The Solidarity of Impassibility

A common refrain in modern theology is that of God’s solidarity with humanity – this goes hand in hand (and sometimes is the same as) God’s passibility -God suffering not just in Christ but in His very nature. The aloof, static, lifeless, metaphysical God who does not and cannot suffer is simply not the God we see revealed in Scripture and in Jesus, a radically involved and suffering God.

I’m not going to recapitulate the various arguments for and against impassibility here (though it is a subject I’ve written on before – for two more substantial posts, click here and here).
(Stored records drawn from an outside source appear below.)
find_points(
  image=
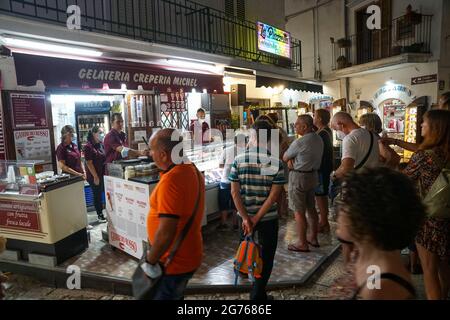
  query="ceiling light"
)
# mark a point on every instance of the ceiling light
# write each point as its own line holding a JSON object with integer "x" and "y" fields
{"x": 48, "y": 47}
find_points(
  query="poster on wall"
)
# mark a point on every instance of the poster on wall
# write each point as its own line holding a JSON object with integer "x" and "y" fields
{"x": 28, "y": 110}
{"x": 127, "y": 207}
{"x": 2, "y": 137}
{"x": 33, "y": 145}
{"x": 21, "y": 215}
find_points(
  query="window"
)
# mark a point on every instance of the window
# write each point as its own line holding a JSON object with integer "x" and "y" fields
{"x": 229, "y": 8}
{"x": 240, "y": 9}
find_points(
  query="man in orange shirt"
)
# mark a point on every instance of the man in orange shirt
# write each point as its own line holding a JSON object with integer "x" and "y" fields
{"x": 171, "y": 205}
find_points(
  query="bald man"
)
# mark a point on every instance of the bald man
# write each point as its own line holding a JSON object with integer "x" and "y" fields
{"x": 179, "y": 194}
{"x": 306, "y": 154}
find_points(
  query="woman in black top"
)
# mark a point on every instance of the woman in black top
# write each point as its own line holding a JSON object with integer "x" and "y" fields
{"x": 380, "y": 212}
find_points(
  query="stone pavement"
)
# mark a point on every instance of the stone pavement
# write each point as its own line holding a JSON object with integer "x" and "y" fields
{"x": 334, "y": 283}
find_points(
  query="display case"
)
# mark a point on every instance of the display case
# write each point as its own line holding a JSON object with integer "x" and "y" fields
{"x": 19, "y": 177}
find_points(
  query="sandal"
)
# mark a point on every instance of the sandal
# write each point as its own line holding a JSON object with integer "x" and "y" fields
{"x": 294, "y": 248}
{"x": 317, "y": 245}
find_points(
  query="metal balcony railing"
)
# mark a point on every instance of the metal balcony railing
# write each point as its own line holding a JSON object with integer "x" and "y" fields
{"x": 406, "y": 34}
{"x": 180, "y": 23}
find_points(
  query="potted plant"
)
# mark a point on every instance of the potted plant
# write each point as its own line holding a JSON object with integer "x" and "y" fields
{"x": 412, "y": 16}
{"x": 342, "y": 62}
{"x": 344, "y": 43}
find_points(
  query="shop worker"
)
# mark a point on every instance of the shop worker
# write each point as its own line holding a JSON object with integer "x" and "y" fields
{"x": 178, "y": 196}
{"x": 94, "y": 154}
{"x": 116, "y": 144}
{"x": 69, "y": 157}
{"x": 199, "y": 127}
{"x": 257, "y": 178}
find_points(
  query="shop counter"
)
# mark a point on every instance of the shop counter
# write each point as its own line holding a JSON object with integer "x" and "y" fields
{"x": 52, "y": 222}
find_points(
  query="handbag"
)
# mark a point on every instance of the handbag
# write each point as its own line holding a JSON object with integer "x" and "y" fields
{"x": 335, "y": 185}
{"x": 437, "y": 199}
{"x": 144, "y": 287}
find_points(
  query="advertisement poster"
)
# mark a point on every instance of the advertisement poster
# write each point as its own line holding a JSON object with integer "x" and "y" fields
{"x": 28, "y": 110}
{"x": 273, "y": 40}
{"x": 22, "y": 215}
{"x": 127, "y": 206}
{"x": 33, "y": 145}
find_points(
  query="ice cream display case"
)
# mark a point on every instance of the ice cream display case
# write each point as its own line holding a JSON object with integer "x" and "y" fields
{"x": 40, "y": 213}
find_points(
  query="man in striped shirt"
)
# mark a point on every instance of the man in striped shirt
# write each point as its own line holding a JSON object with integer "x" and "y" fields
{"x": 257, "y": 179}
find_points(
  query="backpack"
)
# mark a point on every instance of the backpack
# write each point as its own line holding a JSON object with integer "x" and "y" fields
{"x": 437, "y": 200}
{"x": 248, "y": 260}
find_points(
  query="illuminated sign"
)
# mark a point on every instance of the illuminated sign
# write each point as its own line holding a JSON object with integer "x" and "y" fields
{"x": 273, "y": 40}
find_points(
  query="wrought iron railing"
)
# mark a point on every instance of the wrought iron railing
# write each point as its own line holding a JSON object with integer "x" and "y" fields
{"x": 181, "y": 23}
{"x": 407, "y": 34}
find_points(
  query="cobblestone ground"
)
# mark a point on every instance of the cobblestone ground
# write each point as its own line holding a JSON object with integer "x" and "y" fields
{"x": 334, "y": 283}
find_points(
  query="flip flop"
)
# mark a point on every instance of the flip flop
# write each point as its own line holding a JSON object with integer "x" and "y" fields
{"x": 314, "y": 245}
{"x": 294, "y": 248}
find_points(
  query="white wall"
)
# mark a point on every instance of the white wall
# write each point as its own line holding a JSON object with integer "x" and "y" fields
{"x": 369, "y": 84}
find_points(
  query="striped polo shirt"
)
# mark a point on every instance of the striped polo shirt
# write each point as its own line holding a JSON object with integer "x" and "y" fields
{"x": 256, "y": 171}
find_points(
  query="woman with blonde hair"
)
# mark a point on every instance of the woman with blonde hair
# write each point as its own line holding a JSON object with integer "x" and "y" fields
{"x": 433, "y": 239}
{"x": 372, "y": 122}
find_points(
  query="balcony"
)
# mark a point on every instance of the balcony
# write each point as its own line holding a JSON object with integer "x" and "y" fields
{"x": 407, "y": 38}
{"x": 180, "y": 23}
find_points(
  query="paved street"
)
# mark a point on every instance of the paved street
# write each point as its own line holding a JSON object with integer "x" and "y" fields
{"x": 334, "y": 283}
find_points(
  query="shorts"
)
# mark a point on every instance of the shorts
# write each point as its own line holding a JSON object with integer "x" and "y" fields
{"x": 324, "y": 184}
{"x": 301, "y": 190}
{"x": 225, "y": 200}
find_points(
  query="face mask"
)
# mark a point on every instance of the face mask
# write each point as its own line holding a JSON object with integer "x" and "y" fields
{"x": 340, "y": 135}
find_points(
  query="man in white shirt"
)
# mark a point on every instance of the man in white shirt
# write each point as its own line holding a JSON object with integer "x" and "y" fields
{"x": 306, "y": 154}
{"x": 359, "y": 150}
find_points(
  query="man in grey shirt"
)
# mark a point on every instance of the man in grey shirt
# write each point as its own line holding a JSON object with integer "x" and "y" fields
{"x": 305, "y": 155}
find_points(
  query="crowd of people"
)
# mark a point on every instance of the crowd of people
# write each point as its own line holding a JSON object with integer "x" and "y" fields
{"x": 379, "y": 202}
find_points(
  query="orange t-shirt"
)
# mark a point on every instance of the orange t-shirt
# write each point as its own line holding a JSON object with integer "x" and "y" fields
{"x": 175, "y": 196}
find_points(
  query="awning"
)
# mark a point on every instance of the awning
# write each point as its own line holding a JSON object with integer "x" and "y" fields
{"x": 80, "y": 74}
{"x": 262, "y": 81}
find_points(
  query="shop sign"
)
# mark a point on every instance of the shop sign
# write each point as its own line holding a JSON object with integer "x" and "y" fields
{"x": 21, "y": 215}
{"x": 273, "y": 40}
{"x": 424, "y": 79}
{"x": 33, "y": 145}
{"x": 28, "y": 110}
{"x": 69, "y": 73}
{"x": 397, "y": 91}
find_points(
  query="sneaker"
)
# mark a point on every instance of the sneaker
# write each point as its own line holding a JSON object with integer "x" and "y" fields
{"x": 222, "y": 227}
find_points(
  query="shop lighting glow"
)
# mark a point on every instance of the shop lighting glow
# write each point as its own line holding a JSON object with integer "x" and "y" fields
{"x": 190, "y": 65}
{"x": 48, "y": 47}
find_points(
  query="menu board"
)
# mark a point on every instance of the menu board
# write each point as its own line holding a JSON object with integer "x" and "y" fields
{"x": 33, "y": 145}
{"x": 28, "y": 110}
{"x": 21, "y": 215}
{"x": 127, "y": 206}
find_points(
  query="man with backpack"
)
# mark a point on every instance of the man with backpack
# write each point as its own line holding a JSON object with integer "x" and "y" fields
{"x": 257, "y": 179}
What I am going to do is, inspired by David Luy’s ‘Dominus Mortis‘ (review forthcoming) go into why radical solidarity demands divine impassibility, and fails on an account of passibility.

Solidarity, or God being with us in our suffering, trials and death, is a hugely powerful theme in Scripture. What has to be guarded against, however, is the tendency to leave the theme of solidarity unexamined, and thereby allow one concept to become such a dominant theme that it unwittingly drowns out (and even damages) the larger framework of which it is a part.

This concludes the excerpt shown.